Hello everyone,
I have a small environment (1 head and 5 compute nodes) and I need to implement queue roles based on CPU request. According to CPU request, the job must be send to nodes 1, 2, and 3. And others to nodes 4 and 5.
I created a hook to classify the job according to CPU requests. The script hook works as expected, setting a designated queue based on CPU request rules. Also, I created two routing queues and set as destination queue the default workq, but when I specify the host on routing destination, the job stays on queue and does not start.
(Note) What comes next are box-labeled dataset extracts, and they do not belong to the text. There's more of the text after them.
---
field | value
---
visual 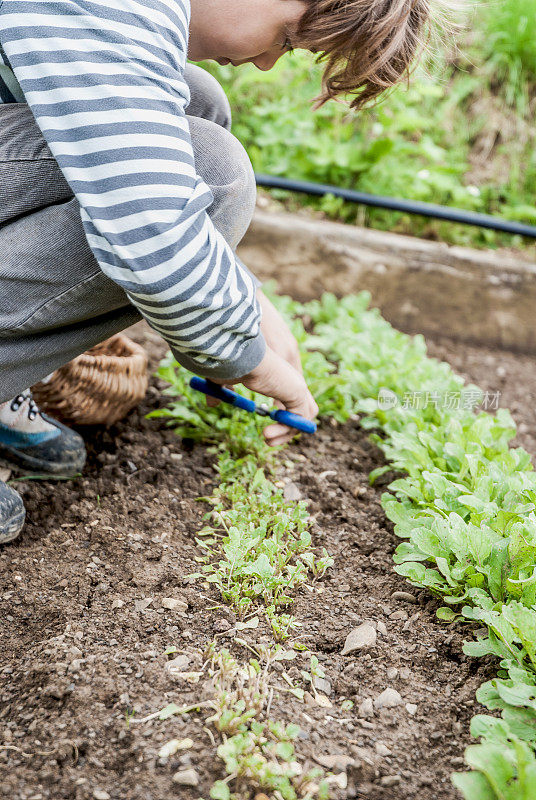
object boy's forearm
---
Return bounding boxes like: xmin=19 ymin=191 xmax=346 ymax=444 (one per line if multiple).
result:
xmin=172 ymin=333 xmax=266 ymax=381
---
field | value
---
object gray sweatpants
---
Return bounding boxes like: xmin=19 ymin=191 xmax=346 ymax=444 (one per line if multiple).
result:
xmin=0 ymin=64 xmax=256 ymax=403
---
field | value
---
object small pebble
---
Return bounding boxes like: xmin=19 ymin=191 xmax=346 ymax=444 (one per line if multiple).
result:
xmin=374 ymin=686 xmax=402 ymax=708
xmin=357 ymin=697 xmax=374 ymax=719
xmin=314 ymin=753 xmax=355 ymax=772
xmin=341 ymin=622 xmax=376 ymax=656
xmin=313 ymin=676 xmax=331 ymax=694
xmin=374 ymin=742 xmax=391 ymax=756
xmin=171 ymin=769 xmax=199 ymax=786
xmin=161 ymin=597 xmax=188 ymax=611
xmin=391 ymin=592 xmax=417 ymax=605
xmin=283 ymin=481 xmax=303 ymax=503
xmin=380 ymin=775 xmax=402 ymax=786
xmin=376 ymin=622 xmax=387 ymax=636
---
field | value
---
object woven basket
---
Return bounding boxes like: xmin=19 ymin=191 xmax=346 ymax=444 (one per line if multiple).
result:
xmin=32 ymin=334 xmax=148 ymax=425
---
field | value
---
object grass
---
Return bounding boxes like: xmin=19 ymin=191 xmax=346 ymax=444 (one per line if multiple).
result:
xmin=480 ymin=0 xmax=536 ymax=111
xmin=195 ymin=0 xmax=536 ymax=246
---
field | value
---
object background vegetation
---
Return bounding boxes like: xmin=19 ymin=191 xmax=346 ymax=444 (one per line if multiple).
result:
xmin=203 ymin=0 xmax=536 ymax=247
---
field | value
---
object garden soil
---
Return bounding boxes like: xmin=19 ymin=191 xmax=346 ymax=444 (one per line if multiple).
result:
xmin=0 ymin=326 xmax=536 ymax=800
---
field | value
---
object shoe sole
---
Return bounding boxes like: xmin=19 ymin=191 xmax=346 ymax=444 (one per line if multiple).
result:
xmin=0 ymin=511 xmax=26 ymax=544
xmin=0 ymin=445 xmax=86 ymax=478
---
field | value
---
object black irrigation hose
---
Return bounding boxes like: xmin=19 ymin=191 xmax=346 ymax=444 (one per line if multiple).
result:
xmin=255 ymin=175 xmax=536 ymax=239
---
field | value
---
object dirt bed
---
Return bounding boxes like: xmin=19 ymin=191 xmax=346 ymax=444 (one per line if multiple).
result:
xmin=0 ymin=326 xmax=536 ymax=800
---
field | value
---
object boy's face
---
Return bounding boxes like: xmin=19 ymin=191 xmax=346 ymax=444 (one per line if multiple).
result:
xmin=188 ymin=0 xmax=308 ymax=70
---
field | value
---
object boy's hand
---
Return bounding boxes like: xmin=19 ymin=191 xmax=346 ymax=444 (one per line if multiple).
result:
xmin=207 ymin=289 xmax=318 ymax=447
xmin=257 ymin=289 xmax=302 ymax=373
xmin=237 ymin=347 xmax=318 ymax=447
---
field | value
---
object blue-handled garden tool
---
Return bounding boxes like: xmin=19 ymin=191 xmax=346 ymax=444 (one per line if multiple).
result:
xmin=190 ymin=376 xmax=316 ymax=433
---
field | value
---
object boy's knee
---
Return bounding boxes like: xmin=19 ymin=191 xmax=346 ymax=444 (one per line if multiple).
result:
xmin=188 ymin=118 xmax=257 ymax=248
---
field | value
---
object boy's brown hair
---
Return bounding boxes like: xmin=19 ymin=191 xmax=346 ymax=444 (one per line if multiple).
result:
xmin=293 ymin=0 xmax=442 ymax=109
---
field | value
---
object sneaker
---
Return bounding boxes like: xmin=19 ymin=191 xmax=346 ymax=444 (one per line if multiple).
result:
xmin=0 ymin=390 xmax=86 ymax=477
xmin=0 ymin=481 xmax=26 ymax=544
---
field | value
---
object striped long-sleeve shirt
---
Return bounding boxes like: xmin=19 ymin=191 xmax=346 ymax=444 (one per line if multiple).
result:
xmin=0 ymin=0 xmax=265 ymax=379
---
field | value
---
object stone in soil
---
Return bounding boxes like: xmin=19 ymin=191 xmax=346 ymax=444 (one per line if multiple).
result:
xmin=0 ymin=322 xmax=536 ymax=800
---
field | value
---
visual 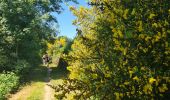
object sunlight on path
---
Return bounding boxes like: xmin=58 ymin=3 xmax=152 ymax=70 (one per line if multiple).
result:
xmin=8 ymin=82 xmax=45 ymax=100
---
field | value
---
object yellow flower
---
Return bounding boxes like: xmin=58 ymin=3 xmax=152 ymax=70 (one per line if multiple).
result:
xmin=158 ymin=84 xmax=168 ymax=92
xmin=143 ymin=84 xmax=152 ymax=94
xmin=133 ymin=76 xmax=140 ymax=81
xmin=123 ymin=9 xmax=129 ymax=19
xmin=149 ymin=14 xmax=156 ymax=19
xmin=149 ymin=78 xmax=156 ymax=84
xmin=124 ymin=81 xmax=130 ymax=85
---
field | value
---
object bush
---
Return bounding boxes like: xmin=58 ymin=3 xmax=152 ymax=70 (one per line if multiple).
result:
xmin=0 ymin=72 xmax=19 ymax=100
xmin=15 ymin=60 xmax=31 ymax=80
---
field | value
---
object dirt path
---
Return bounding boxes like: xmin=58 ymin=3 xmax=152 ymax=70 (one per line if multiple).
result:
xmin=8 ymin=67 xmax=55 ymax=100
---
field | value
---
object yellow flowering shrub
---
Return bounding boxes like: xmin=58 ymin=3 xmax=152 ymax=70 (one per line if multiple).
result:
xmin=53 ymin=0 xmax=170 ymax=100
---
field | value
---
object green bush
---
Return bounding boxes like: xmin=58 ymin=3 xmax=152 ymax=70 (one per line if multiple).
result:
xmin=0 ymin=72 xmax=19 ymax=100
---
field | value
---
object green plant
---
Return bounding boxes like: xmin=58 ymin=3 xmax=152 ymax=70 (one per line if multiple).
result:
xmin=0 ymin=72 xmax=19 ymax=100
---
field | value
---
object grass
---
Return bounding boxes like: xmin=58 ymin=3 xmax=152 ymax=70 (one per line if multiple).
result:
xmin=9 ymin=64 xmax=68 ymax=100
xmin=9 ymin=66 xmax=47 ymax=100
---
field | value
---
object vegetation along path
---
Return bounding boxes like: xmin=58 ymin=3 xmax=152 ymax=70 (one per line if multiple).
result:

Below are queues configurations:
create queue workq
set queue workq queue_type = Execution
set queue workq acl_host_enable = False
set queue workq from_route_only = False
set queue workq resources_max.walltime = 240:00:00
set queue workq resources_min.walltime = 00:00:00
set queue workq enabled = True
set queue workq started = True
Create and define queue execq_s
create queue execq_s
set queue execq_s queue_type = Route
set queue execq_s acl_host_enable = False
set queue execq_s route_destinations = workq@node4
set queue execq_s enabled = True
set queue execq_s started = True
qstat -Qf:
Queue: workq
queue_type = Execution
total_jobs = 4
state_count = Transit:0 Queued:0 Held:0 Waiting:0 Running:4 Exiting:0 Begun
:0
acl_host_enable = False
from_route_only = False
resources_max.walltime = 240:00:00
resources_min.walltime = 00:00:00
resources_assigned.mem = 0mb
resources_assigned.mpiprocs = 124
resources_assigned.ncpus = 124
resources_assigned.nodect = 4
hasnodes = True
enabled = True
started = True
Queue: exeq_s
queue_type = Route
total_jobs = 0
state_count = Transit:0 Queued:0 Held:0 Waiting:0 Running:0 Exiting:0 Begun
:0
acl_host_enable = False
route_destinations = workq@node4
enabled = True
started = True
and tracejob
07/17/2024 14:24:26 S enqueuing into execq_s, state Q hop 1
07/17/2024 14:24:26 S Job Queued at request of guereta@lsmchnode01.cm.cluster, owner = guereta@lsmchnode01.cm.cluster, job name = md_npt, queue = execq_s
07/17/2024 14:24:26 S dequeuing from execq_s, state T
07/17/2024 14:24:26 A user=guereta group=starccm project=_pbs_project_default jobname=md_npt queue=execq_s ctime=1721237066 qtime=1721237066 etime=0 Resource_List.mem=10000mb Resource_List.mpiprocs=1 Resource_List.ncpus=1 Resource_List.nodect=1
Resource_List.place=free Resource_List.select=1:arch=linux:ncpus=1:mem=10000mb:mpiprocs=1 Resource_List.software=NAMD
07/17/2024 14:24:56 A Job rejected by all possible destinations
07/17/2024 14:24:56 S Job rejected by all possible destinations
Using route destination only the workq (without @node4), the routing works well and job starts, but to first available host.
I am sure that specified node4 has the enough resource.
I checked the PBS Admin Guide, and there is not further information about using this kinding of routing destinations. According to guide, it should work.
Could you please help me?
Thanks in advance,